Key issues as Colorado theater shooting trial begins
CENTENNIAL, Colo. (AP) -- Jury selection in the trial of the man accused of killing 12 people and injuring 70 others in an attack on a Colorado movie theater is set to begin, with the first of 9,000 prospective jurors reporting to court on Tuesday.
Their task will be to decide whether James Holmes was legally insane at the time of the July 20, 2012, attack during a showing of a Batman movie in the Denver suburb of Aurora.
Holmes, now 27, is charged with multiple counts of first-degree murder and attempted murder, and has pleaded not guilty by reason of insanity. If jurors agree, he would be committed indefinitely to the state psychiatric hospital.
Prosecutors dispute that Holmes was insane. They will ask jurors to convict him of murder and sentence him to die, though Colorado has executed only one person in the past 40 years.
Here is a look at the key issues in the case:
THE CRIME: About 420 people were watching a midnight showing of "The Dark Knight Rises" when a masked figure standing near the screen tossed gas canisters into the audience and opened fire. Witnesses described a scene of hellish chaos as victims fled or dived for cover. Holmes surrendered to police outside the theater.
THE VICTIMS: The dead included a 6-year-old girl, two active-duty servicemen, a single mom, an aspiring broadcaster who survived a mall shooting in Toronto and a 27-year-old celebrating his birthday and wedding anniversary. Several of the victims died shielding their friends and loved ones.
THE DEFENDANT: Holmes had just dropped out of a Ph.D. program in neuroscience at the University of Colorado, Denver, after flunking a key test. Prosecutors suggested he was angry his once-promising academic career ended in failure. Defense attorneys acknowledged Holmes was the shooter but said he was mentally ill and in the grips of a psychotic episode. Holmes first appeared in court with a dazed look and jarring orange hair. In more recent months he has appeared nonchalant, sometimes with a bushy beard and hair, other times clean-shaven with hair combed back.
WHY THE TRIAL IS SO LATE: The death penalty and the insanity plea introduced multiple, complicated and time-consuming legal requirements. Holmes has undergone two court-ordered sanity evaluations, and the two sides have amassed 85,000 pages, 366 CDs and 282 DVDs of evidence.

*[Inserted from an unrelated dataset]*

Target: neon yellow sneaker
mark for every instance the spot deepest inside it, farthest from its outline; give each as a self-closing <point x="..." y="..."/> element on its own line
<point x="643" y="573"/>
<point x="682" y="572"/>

THE CRUX OF THE TRIAL: The key question before jurors will be whether Holmes was legally insane - unable to tell right from wrong because of a mental disease or defect. If Holmes is found guilty of murder, the jury would then decide whether he should be sentenced to life in prison without the possibility of parole or executed. If he is found not guilty by reason of insanity, he would be committed indefinitely to the state mental hospital. A straight not-guilty verdict is considered unlikely because his lawyers have acknowledged he was the gunman, and the evidence that he pulled the trigger is overwhelming.
HOW THE JURY WILL BE CHOSEN: Judge Carlos A. Samour Jr. called an unusually large number of people for jury duty, citing the difficulty in finding an unbiased panel. Samour expects it to take until May or June before he can find 12 jurors and 12 alternates. Prosecutors will try to ensure jurors have no reservations about the death penalty while defense attorneys will look for those sympathetic to mental illness and uneasy with the idea of executing a person.
WHAT JURY LIFE WILL BE LIKE: Jurors won't be sequestered - isolated in a hotel - but will be allowed to go home every night. Samour will tell them they may not discuss the case with anyone, do any independent research on it, or watch, read or listen to news reports about it. Their names won't be made public, and Samour has forbidden news organizations from taking their photos.